#VIDEO CARD FOR MACBOOK PRO 13 INCH PLUS#
The AMD Radeon Pro inside that 16-inch MacBook makes it leaps and bounds faster than the Iris Plus Graphics G7 in the 13-inch. Or really, any laptop with a dedicated graphics processing unit (GPU). If your workload involves some serious video editing, color grading, or anything more intensive, then I recommend the 16-inch MacBook Pro. The fans still do make some noise during heavy tasks, but they're nowhere near as loud as the fans on previous MacBooks I've used. I haven't seen any major performance hiccups yet. Running 32 Chrome tabs while working on this review? Check. Editing a 15-minute 4K video in Adobe Premiere Pro? Check. Several rounds of finishing dead last in Counter Strike: Global Offensive? Check. The 13-inch MacBook Pro has managed to handle almost everything I've thrown at it with relative ease.

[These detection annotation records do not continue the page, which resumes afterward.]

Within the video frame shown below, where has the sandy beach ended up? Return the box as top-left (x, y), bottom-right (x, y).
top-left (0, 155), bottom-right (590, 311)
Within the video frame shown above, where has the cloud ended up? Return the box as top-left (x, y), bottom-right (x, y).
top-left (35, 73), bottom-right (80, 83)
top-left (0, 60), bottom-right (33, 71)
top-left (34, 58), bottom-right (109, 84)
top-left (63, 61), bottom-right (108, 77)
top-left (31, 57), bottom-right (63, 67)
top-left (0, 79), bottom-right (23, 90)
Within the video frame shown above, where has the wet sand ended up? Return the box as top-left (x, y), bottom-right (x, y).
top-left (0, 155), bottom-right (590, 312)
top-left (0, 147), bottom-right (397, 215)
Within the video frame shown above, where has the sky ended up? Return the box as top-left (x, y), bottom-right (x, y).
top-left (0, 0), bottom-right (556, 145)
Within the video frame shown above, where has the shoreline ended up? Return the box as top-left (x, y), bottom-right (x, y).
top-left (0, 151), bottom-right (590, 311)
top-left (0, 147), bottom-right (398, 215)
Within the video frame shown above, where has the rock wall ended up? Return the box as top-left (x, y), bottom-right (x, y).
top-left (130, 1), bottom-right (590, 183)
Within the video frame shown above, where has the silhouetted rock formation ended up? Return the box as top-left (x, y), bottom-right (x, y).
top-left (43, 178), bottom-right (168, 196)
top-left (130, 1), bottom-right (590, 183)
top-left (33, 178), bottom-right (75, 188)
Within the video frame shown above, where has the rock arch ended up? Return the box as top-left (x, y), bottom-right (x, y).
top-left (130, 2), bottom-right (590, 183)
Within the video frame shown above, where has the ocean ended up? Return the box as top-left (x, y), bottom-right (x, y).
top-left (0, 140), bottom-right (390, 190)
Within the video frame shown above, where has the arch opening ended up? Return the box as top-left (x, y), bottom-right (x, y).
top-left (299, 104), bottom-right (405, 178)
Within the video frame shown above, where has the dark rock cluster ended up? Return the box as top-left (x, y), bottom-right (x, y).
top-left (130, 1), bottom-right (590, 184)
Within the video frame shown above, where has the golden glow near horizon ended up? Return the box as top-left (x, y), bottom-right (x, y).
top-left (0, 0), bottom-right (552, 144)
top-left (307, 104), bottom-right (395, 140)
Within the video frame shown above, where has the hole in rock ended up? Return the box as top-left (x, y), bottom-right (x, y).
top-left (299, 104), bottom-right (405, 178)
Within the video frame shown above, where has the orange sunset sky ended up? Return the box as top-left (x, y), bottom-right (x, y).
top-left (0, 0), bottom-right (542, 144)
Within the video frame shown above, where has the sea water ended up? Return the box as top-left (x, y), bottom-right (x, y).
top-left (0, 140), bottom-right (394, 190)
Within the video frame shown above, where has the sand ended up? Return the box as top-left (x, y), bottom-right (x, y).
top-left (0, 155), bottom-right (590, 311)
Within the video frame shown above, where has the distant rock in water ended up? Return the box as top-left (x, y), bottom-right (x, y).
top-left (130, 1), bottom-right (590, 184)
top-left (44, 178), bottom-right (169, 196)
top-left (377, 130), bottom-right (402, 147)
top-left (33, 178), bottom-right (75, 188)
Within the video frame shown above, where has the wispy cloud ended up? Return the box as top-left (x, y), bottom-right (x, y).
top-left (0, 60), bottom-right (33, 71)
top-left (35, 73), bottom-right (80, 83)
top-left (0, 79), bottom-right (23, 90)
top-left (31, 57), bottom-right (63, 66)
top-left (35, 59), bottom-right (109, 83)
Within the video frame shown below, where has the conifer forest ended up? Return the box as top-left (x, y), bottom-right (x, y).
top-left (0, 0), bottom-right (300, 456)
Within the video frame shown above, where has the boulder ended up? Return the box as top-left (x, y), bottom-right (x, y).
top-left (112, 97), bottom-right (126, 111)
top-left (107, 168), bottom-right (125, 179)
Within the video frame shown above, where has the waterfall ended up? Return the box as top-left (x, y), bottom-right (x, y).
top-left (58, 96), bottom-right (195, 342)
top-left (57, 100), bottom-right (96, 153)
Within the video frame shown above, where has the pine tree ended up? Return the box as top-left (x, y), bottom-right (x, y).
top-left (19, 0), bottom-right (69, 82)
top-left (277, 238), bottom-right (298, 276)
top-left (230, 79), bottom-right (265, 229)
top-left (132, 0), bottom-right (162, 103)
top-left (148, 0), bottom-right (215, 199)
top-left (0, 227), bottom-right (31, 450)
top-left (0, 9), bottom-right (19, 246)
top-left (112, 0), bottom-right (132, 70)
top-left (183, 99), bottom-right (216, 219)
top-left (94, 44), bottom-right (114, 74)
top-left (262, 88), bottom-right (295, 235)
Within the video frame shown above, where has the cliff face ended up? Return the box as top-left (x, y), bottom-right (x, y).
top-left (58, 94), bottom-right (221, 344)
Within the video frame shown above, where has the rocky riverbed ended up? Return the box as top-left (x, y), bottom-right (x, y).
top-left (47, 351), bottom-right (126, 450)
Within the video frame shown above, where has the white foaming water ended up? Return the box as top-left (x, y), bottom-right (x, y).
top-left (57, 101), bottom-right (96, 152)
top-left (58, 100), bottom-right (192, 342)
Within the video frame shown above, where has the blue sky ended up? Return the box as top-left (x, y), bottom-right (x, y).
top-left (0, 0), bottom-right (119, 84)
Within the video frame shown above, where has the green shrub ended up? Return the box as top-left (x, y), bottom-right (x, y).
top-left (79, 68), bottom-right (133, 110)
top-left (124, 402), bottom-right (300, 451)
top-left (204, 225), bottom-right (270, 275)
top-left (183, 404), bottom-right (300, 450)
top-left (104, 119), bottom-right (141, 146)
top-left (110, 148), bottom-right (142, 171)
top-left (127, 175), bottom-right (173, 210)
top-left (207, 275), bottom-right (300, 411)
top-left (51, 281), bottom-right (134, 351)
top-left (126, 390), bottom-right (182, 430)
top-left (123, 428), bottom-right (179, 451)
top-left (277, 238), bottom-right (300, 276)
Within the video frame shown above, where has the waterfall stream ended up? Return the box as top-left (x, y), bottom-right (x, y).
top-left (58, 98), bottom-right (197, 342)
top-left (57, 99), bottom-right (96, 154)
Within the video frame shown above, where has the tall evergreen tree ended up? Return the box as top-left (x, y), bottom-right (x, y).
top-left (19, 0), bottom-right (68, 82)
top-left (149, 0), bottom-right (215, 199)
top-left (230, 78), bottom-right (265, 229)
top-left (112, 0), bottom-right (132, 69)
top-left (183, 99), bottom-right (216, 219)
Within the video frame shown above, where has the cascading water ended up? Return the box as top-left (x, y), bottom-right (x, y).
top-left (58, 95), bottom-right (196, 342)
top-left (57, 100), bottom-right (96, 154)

#VIDEO CARD FOR MACBOOK PRO 13 INCH UPGRADE#
Apple loaned me the $1,799 Core i5 version, which is a much better upgrade overall and not as much of a handful as the more powerful (and expensive) 16-inch MacBook Pro. If you're like me and are frequently plugging dongles and hubs into your laptop, you use it for some video and photo editing, and some very light gaming, I can recommend the MacBook Pro model I've been using. Still, these two options are the way to go for most people. I'd say the only reason to get the $1,299 Air is if you hate the digital strip just above the keyboard of the Pro model (the Touch Bar) and would prefer to have physical keys there, which, fair. Why not the $1,299 MacBook Air, which we previously recommended? Because the Pro has a brighter, more color-accurate screen, and the battery life and physical weight differences between the Air and the Pro are negligible. If you need a little more oomph for the few dozen browser tabs you'll have open for work, get the base MacBook Pro ($1,299). If you mostly just use the web browser but want an Apple laptop, nab the base model MacBook Air ($999). The MacBook Pro 13-Inch is the latest Apple laptop model to get the updated (and improved) keyboard. Its battery life is just OK, the aluminum body gets warm quite often, and the configurations of the machine that are truly useful are too expensive. But not everything about the newest MacBook Pro is rosy. The 13-incher is not as big and bulky as the 16-inch MacBook Pro, and it has more power (and more ports) than the MacBook Air. And like Goldilocks with the third bowl of porridge, the last machine to get a refresh in the MacBook lineup is my favorite. In fact, with this machine's release, Apple no longer sells a laptop with the butterfly switch keyboard-the company has been phasing the design out with each new MacBook. With the new 13-inch MacBook Pro, the butterfly plague has finally been eradicated. The faulty keys eroded consumer trust and sparked several class-action lawsuits plus, Apple's fixes were more like treatments than a cure.
Apple tweaked the design in following iterations, but the damage to the MacBook's reputation was done. It was an attempt on Apple's part to slim the MacBook even further and make the machine that much more portable, but the mechanism was so fragile that a single mote of dust could disable a key completely.
The trouble all began with the butterfly keyboard switch that debuted in 2015. The past five years haven't been kind to Apple's laptops.